Die Schauspieler sprechen in weiten Teilen der Serie Jiddisch, der Erzählstil ist gemächlich, poetisch, und enthält viele traumartige Sequenzen. Dabei folgt ein Drama auf das andere: Gittis Mann verschwindet nach Argentinien, sie muss die fünf Kinder erst einmal alleine durchbringen. Geld verdient sie bei der Rebbetzin Erblich, die im Altersheim eine illegale Wechselstube betreibt. Gittis minderjährige Tochter Ruchami verliebt sich in einen Meisterschüler und heiratet ihn gegen den Willen der Eltern.

Bemerkenswert ist die hohe Qualität der Dialoge und des facettenreichen Schauspiels - Kritiker feiern "Schtissel" als eine der besten Serien der israelischen Fernsehgeschichte. Die beiden ersten Staffeln von "Schtissel" waren in Israel ein so durchschlagender Erfolg, dass Amazon die Rechte für ein US-Remake gekauft hat. Dort soll die Geschichte in einem jüdischen Viertel des New Yorker Stadtteils Brooklyn spielen.

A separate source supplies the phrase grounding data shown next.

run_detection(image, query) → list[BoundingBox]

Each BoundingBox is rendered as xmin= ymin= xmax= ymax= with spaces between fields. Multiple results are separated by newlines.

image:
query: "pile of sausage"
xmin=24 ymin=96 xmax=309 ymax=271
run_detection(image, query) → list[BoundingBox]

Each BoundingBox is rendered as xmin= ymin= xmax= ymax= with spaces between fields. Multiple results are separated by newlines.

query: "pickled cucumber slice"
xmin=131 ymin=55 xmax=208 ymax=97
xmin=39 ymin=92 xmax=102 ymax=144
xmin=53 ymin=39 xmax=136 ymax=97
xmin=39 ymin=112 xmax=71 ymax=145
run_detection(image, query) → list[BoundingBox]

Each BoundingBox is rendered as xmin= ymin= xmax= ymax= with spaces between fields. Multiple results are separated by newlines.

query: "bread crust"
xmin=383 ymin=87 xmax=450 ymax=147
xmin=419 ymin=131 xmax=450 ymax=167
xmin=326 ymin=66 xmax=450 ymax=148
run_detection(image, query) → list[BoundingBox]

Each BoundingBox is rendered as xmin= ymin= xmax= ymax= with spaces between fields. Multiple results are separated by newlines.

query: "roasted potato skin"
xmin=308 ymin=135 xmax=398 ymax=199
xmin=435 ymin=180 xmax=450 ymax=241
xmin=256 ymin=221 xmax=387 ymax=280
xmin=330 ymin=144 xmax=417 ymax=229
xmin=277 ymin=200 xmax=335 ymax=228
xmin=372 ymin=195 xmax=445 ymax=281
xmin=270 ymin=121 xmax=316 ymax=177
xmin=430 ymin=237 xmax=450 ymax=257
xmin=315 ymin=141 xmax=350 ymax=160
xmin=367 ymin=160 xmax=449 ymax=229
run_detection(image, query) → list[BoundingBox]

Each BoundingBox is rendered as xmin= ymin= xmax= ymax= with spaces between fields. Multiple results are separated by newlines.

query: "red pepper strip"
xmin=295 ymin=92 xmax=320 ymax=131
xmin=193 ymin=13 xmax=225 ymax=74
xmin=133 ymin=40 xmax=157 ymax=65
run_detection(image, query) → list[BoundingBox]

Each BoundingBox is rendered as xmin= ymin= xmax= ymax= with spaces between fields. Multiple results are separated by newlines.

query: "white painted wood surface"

Die israelische Serie ist eine von mehreren TV-Produktionen der vergangenen Jahre, die sich mit der Welt religiöser Juden beschäftigt. Die Serie "Srugim" zeigte vor allem die Suche junger national-religiöser Israelis nach einem Lebenspartner. Sie beschäftigte sich aber auch mit Tabuthemen wie Homosexualität und dem Verlust des Glaubens. "Urim we Tumim" erzählt von einem Mord in einem strengreligiösen Internat.

Das Besondere an "Schtissel", deren Produzenten jetzt an einer dritten Staffel arbeiten, ist der unverstellte, vorurteilsfreie Blick auf die ultra-orthodoxe Welt. Denn auch viele Israelis haben eine eher stereotype Sicht der "Haredim". "Die Serie versucht nicht, der Welt einen exotischen Sektor zu zeigen, den sie nicht kennt", erklärt Dikla Barkai von der zuständigen Produktionsfirma. "Es ist einfach eine menschliche Geschichte, mit Konflikten, die wir alle haben, es geht um Einsamkeit, Liebe, Sorgen und Elternschaft."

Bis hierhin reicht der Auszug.